Ddrx dll

 
 
Verified

The DDR DLL core implements a master-slave structure where a master measures the cycle time and one or more slaves are used for delaying signals such as DDR DQS strobe.

The core provides PVT compensated 25% delay, using digital standard-cell based delay lines with granularity of a standard minimal inverter (15-40ps at 40G). The delay line does not introduce duty cycle distortion or significant jitter to the DQS signal.

The core allows for the connectivity of multiple slaves to the same master.  This configuration can support up to 4 DQS delay slaves for a DDR or similar application at 400Mhz. for higher frequency or spaced out DQS slaves, the use of up to 2 slaves per master are recommended to overcome OCV effects.

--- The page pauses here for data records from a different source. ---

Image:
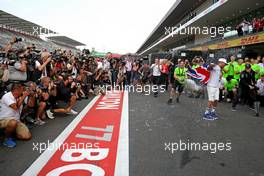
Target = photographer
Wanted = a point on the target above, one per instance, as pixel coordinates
(41, 66)
(66, 91)
(35, 105)
(17, 65)
(11, 106)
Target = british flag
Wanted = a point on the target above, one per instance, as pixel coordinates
(201, 73)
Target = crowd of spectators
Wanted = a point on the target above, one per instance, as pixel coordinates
(36, 85)
(246, 27)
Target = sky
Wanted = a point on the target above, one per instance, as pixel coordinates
(118, 26)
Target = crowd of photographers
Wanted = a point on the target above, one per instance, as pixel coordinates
(36, 85)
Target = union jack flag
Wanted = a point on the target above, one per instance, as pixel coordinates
(201, 73)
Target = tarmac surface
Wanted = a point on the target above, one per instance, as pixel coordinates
(156, 131)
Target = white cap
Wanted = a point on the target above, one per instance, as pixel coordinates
(222, 60)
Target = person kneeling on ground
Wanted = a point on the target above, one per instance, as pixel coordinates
(11, 106)
(66, 91)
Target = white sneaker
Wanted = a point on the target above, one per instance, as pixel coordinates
(72, 112)
(50, 114)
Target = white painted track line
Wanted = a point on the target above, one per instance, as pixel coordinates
(40, 162)
(122, 158)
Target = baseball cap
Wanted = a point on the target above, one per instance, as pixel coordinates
(222, 60)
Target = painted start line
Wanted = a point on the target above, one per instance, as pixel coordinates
(100, 133)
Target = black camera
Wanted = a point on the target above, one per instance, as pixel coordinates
(18, 40)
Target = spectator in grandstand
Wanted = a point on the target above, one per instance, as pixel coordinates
(246, 85)
(180, 76)
(260, 94)
(213, 88)
(11, 107)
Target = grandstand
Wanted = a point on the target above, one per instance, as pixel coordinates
(209, 13)
(13, 26)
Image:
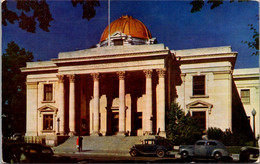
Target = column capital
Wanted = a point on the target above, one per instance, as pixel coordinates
(121, 75)
(95, 76)
(60, 78)
(161, 72)
(72, 78)
(148, 73)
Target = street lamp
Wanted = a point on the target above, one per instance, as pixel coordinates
(58, 126)
(253, 114)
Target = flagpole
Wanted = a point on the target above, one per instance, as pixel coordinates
(108, 22)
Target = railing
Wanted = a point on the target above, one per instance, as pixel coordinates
(35, 139)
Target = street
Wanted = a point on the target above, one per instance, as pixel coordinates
(94, 158)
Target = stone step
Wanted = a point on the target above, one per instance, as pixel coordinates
(103, 143)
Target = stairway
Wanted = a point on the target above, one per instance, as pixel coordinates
(101, 143)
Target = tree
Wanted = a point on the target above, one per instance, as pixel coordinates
(255, 43)
(198, 4)
(13, 88)
(181, 128)
(28, 13)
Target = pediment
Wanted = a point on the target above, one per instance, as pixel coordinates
(199, 104)
(47, 108)
(118, 34)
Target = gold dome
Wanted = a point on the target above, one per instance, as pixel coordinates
(129, 26)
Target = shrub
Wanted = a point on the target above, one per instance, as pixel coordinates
(227, 138)
(215, 134)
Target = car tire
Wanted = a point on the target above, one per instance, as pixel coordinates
(133, 153)
(184, 155)
(217, 155)
(160, 153)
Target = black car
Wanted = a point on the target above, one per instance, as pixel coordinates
(149, 147)
(26, 153)
(248, 154)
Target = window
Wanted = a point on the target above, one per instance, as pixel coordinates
(245, 95)
(48, 122)
(138, 120)
(198, 85)
(212, 143)
(118, 42)
(47, 92)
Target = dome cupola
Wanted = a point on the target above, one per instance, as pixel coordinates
(126, 31)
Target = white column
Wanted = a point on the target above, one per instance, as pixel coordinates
(148, 122)
(72, 105)
(161, 103)
(96, 103)
(61, 105)
(121, 76)
(31, 109)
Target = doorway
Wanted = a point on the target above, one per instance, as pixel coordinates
(115, 122)
(200, 117)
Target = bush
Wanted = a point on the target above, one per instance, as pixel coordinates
(227, 138)
(215, 133)
(181, 128)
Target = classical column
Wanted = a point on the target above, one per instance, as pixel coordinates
(96, 103)
(121, 76)
(72, 105)
(148, 122)
(61, 104)
(161, 103)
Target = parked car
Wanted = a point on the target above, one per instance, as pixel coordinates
(248, 154)
(204, 148)
(17, 137)
(149, 147)
(26, 153)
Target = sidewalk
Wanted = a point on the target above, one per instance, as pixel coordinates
(95, 152)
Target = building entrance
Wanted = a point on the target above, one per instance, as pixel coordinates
(200, 116)
(115, 122)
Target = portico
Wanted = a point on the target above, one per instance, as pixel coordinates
(111, 100)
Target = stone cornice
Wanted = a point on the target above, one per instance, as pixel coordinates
(112, 56)
(35, 69)
(148, 73)
(206, 56)
(95, 76)
(71, 78)
(121, 75)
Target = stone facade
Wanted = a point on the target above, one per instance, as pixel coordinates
(126, 89)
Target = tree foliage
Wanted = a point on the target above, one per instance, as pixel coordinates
(255, 43)
(13, 88)
(181, 128)
(28, 13)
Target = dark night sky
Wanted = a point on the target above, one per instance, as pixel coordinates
(171, 22)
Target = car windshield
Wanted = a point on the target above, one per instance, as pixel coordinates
(201, 143)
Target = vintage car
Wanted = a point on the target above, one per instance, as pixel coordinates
(26, 153)
(204, 148)
(248, 154)
(149, 147)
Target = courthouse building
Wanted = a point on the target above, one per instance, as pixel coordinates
(125, 85)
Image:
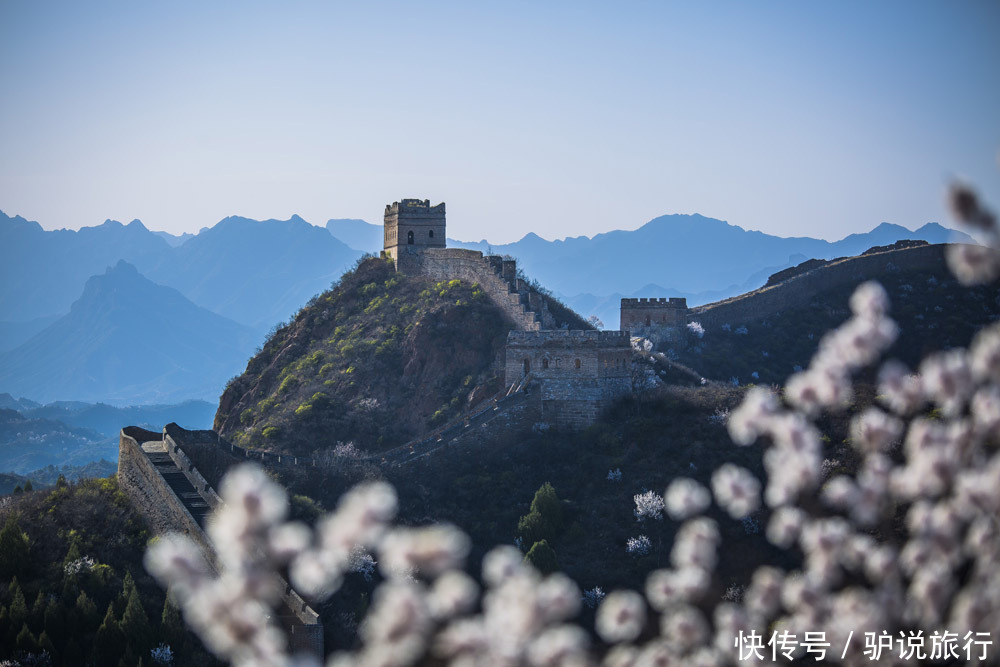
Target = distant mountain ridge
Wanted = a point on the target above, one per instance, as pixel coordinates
(129, 340)
(254, 272)
(260, 272)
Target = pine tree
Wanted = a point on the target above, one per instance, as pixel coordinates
(55, 621)
(18, 607)
(37, 616)
(45, 644)
(26, 640)
(547, 503)
(108, 643)
(73, 655)
(542, 557)
(86, 613)
(172, 630)
(135, 625)
(14, 548)
(544, 520)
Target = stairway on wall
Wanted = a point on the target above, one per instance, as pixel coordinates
(179, 484)
(522, 304)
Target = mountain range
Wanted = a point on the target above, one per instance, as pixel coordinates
(254, 272)
(129, 340)
(691, 256)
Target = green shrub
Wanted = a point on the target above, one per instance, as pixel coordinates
(542, 557)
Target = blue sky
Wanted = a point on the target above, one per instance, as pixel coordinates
(562, 118)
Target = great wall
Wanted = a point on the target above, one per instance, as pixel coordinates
(174, 497)
(550, 376)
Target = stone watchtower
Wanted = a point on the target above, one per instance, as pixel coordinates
(412, 225)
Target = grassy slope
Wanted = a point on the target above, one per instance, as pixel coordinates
(377, 360)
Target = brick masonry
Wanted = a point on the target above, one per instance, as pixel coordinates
(145, 459)
(800, 289)
(578, 373)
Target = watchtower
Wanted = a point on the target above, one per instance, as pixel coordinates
(412, 225)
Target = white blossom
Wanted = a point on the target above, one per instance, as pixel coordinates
(736, 490)
(648, 505)
(620, 617)
(685, 498)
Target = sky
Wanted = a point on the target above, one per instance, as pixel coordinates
(560, 118)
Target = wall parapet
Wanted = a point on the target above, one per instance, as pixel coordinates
(568, 337)
(654, 302)
(801, 288)
(174, 497)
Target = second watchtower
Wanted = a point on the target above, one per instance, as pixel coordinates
(412, 225)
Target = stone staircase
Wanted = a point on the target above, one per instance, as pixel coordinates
(522, 304)
(180, 485)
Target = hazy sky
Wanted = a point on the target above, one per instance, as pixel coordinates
(562, 118)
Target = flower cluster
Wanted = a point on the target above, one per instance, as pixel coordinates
(907, 541)
(648, 505)
(83, 564)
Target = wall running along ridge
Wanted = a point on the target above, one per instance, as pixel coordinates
(579, 373)
(799, 290)
(174, 497)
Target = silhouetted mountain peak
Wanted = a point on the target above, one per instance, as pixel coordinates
(18, 222)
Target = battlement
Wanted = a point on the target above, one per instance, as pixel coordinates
(651, 316)
(414, 208)
(672, 302)
(411, 226)
(569, 338)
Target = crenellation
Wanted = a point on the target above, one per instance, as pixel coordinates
(651, 316)
(580, 372)
(174, 497)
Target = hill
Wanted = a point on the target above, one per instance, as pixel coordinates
(376, 360)
(127, 339)
(72, 583)
(747, 340)
(691, 256)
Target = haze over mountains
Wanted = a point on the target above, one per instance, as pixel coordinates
(692, 256)
(254, 272)
(131, 339)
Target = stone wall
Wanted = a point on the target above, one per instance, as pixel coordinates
(414, 217)
(578, 373)
(141, 480)
(636, 313)
(800, 289)
(524, 307)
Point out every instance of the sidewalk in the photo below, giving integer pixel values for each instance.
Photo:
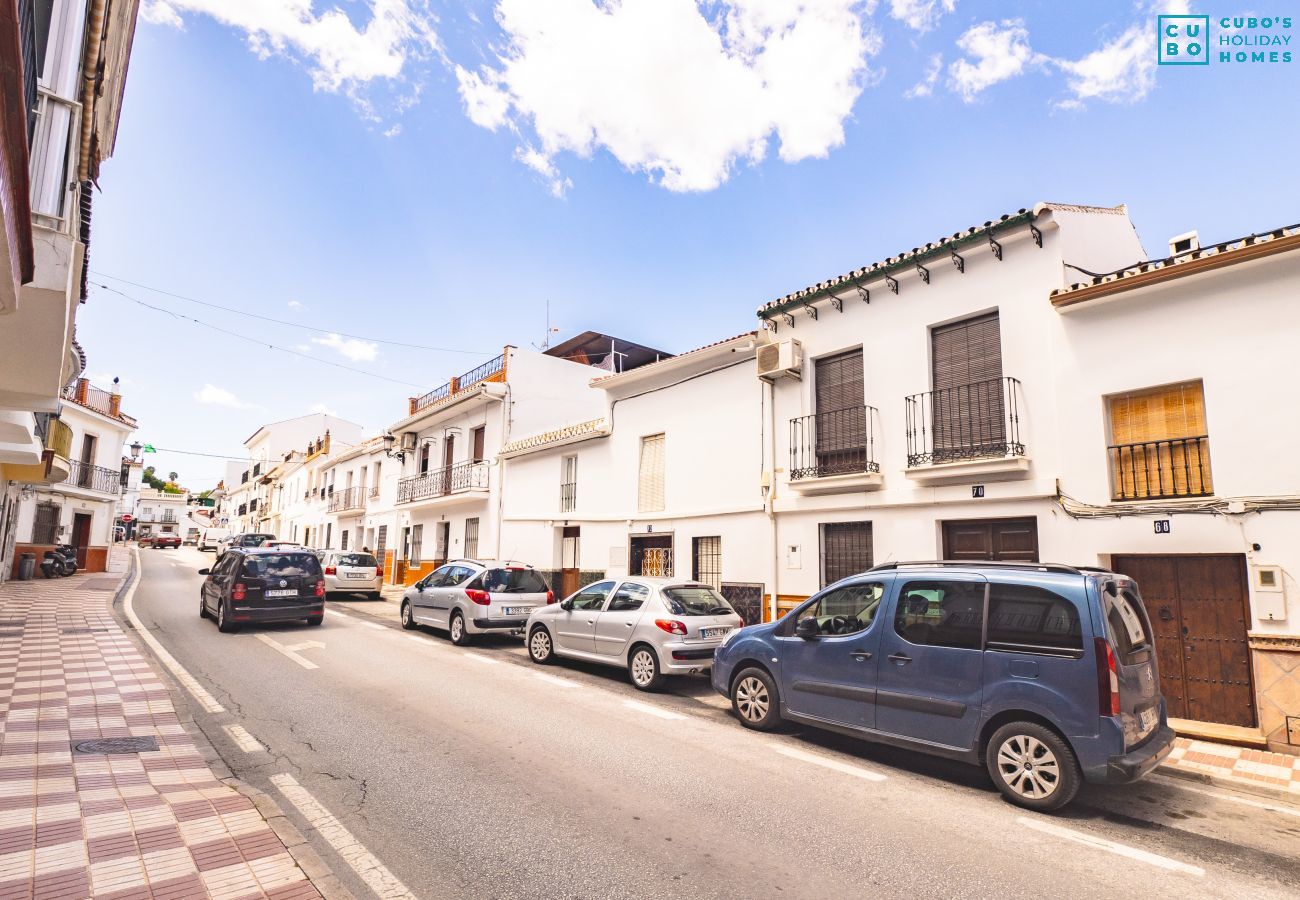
(83, 821)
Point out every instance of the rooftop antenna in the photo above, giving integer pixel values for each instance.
(546, 341)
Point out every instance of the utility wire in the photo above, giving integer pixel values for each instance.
(285, 321)
(260, 344)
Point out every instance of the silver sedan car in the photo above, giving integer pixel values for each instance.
(654, 627)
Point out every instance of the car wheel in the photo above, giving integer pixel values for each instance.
(540, 648)
(1032, 766)
(407, 617)
(644, 669)
(755, 701)
(224, 622)
(456, 630)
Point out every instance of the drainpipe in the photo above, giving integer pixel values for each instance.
(90, 74)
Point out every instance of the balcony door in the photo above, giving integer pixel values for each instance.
(840, 435)
(966, 377)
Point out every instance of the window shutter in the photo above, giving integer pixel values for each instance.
(650, 481)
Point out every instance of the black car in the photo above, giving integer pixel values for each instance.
(255, 584)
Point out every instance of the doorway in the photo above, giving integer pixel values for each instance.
(1199, 606)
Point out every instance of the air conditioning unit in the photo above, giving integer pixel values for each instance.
(780, 359)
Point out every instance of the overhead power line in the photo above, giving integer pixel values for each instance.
(285, 321)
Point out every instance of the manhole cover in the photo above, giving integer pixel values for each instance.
(103, 745)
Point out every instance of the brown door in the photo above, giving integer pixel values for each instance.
(1010, 540)
(1197, 609)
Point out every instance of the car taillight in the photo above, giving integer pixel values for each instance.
(1108, 679)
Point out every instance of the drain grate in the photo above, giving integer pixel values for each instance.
(113, 745)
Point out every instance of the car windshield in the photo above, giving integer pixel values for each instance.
(696, 600)
(281, 565)
(514, 582)
(356, 559)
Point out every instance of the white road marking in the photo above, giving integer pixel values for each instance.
(651, 710)
(835, 765)
(291, 650)
(243, 739)
(362, 861)
(1109, 846)
(206, 700)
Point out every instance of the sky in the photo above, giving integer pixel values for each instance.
(415, 172)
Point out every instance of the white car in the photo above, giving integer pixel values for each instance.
(349, 571)
(654, 627)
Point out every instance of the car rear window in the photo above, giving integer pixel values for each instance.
(514, 582)
(696, 600)
(356, 559)
(282, 565)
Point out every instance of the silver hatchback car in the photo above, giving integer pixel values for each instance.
(469, 597)
(653, 626)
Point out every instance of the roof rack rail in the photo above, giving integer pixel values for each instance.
(978, 563)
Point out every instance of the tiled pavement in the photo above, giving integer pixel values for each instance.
(143, 825)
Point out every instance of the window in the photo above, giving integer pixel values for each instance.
(941, 613)
(472, 537)
(709, 561)
(568, 484)
(1031, 619)
(628, 597)
(650, 480)
(845, 550)
(846, 610)
(592, 597)
(1160, 444)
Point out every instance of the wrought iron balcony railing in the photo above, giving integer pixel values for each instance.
(442, 481)
(95, 477)
(836, 442)
(351, 498)
(967, 422)
(1161, 470)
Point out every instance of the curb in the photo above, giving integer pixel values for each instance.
(317, 872)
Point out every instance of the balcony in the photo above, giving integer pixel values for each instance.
(94, 477)
(351, 498)
(493, 370)
(966, 432)
(467, 477)
(835, 451)
(1161, 470)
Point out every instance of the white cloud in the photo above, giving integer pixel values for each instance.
(359, 351)
(338, 53)
(926, 86)
(921, 14)
(674, 89)
(995, 51)
(213, 396)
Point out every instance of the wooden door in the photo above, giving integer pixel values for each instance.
(1009, 540)
(1197, 606)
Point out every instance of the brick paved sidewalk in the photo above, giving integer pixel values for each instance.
(142, 825)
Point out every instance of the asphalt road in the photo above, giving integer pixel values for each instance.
(472, 773)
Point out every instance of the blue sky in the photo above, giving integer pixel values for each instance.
(657, 169)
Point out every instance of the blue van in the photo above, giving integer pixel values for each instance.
(1044, 674)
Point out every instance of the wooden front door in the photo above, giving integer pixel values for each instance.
(1010, 540)
(1197, 609)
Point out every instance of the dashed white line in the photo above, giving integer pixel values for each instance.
(651, 710)
(243, 739)
(362, 861)
(835, 765)
(1109, 846)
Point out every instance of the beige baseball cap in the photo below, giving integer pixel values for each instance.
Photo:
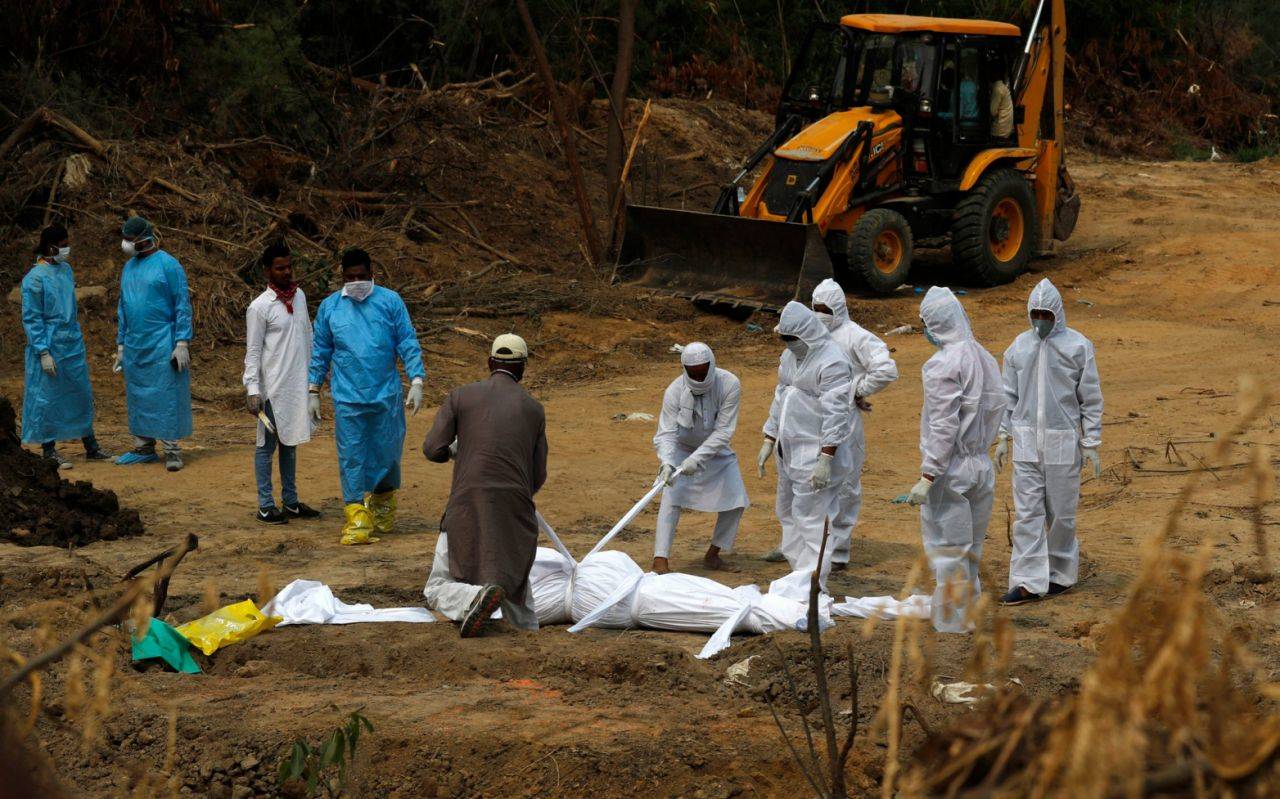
(508, 347)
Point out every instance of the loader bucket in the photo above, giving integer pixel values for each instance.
(723, 260)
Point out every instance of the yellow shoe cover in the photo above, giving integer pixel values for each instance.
(360, 525)
(383, 508)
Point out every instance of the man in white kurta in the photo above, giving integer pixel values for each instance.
(277, 356)
(699, 416)
(873, 370)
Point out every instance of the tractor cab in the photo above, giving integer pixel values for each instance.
(937, 76)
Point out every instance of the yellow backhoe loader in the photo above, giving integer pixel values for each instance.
(894, 132)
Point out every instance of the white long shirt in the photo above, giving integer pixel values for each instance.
(277, 356)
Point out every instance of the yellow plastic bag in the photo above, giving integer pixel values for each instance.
(228, 625)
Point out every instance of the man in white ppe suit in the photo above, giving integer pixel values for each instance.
(809, 433)
(873, 370)
(699, 416)
(964, 400)
(1055, 420)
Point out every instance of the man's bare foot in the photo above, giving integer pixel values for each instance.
(718, 564)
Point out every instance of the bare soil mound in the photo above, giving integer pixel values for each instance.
(41, 508)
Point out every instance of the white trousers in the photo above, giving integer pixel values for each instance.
(803, 512)
(1045, 544)
(453, 598)
(849, 505)
(954, 525)
(668, 516)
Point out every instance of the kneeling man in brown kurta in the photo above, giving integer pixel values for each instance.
(496, 433)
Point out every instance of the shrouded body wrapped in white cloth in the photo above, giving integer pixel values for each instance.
(608, 589)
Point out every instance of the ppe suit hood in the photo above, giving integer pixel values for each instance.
(803, 323)
(1046, 297)
(830, 293)
(944, 315)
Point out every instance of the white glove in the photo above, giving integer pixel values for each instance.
(1001, 452)
(766, 453)
(1091, 457)
(415, 396)
(919, 492)
(181, 356)
(666, 474)
(821, 476)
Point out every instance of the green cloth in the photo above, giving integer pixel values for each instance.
(165, 643)
(136, 227)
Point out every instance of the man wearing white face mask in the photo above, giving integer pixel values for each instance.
(1055, 419)
(873, 370)
(699, 416)
(152, 339)
(808, 434)
(964, 400)
(361, 330)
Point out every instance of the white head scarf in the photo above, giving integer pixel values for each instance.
(693, 397)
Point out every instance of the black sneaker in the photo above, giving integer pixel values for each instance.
(1019, 596)
(301, 511)
(480, 611)
(272, 515)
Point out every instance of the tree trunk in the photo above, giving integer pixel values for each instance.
(616, 144)
(590, 240)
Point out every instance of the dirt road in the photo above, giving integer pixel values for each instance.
(1173, 274)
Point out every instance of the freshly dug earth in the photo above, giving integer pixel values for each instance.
(617, 715)
(39, 508)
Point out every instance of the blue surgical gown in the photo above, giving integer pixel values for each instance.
(361, 342)
(154, 315)
(58, 407)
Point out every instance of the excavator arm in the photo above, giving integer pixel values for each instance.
(1040, 86)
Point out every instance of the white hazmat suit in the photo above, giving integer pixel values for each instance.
(964, 400)
(694, 432)
(873, 369)
(810, 411)
(1054, 410)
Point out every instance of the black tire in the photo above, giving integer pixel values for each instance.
(880, 250)
(981, 242)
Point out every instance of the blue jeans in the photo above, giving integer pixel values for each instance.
(263, 468)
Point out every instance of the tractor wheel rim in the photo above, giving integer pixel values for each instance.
(1006, 229)
(887, 251)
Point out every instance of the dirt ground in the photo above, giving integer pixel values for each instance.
(1171, 274)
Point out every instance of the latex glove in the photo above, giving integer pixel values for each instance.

The core is structured from delay line taps which are pre-designed and pre-placed separately and are suited for minimal granularity, and additional control logic implemented using synthesizable logic, for the master initialization and locking control functionality.

The DLL requires either the single rate (e.g. 400Mhz for DDR-800) or the double rate clock and can be programmed to measure a double rate clock for the support of lower frequency.

The Core structure is composed of hard macros, for the most sensitive logic and soft synthesizable parts. The hard macros contain only standard cell design, so portability between process nodes and different foundries is possible, with limited timing closure complexity.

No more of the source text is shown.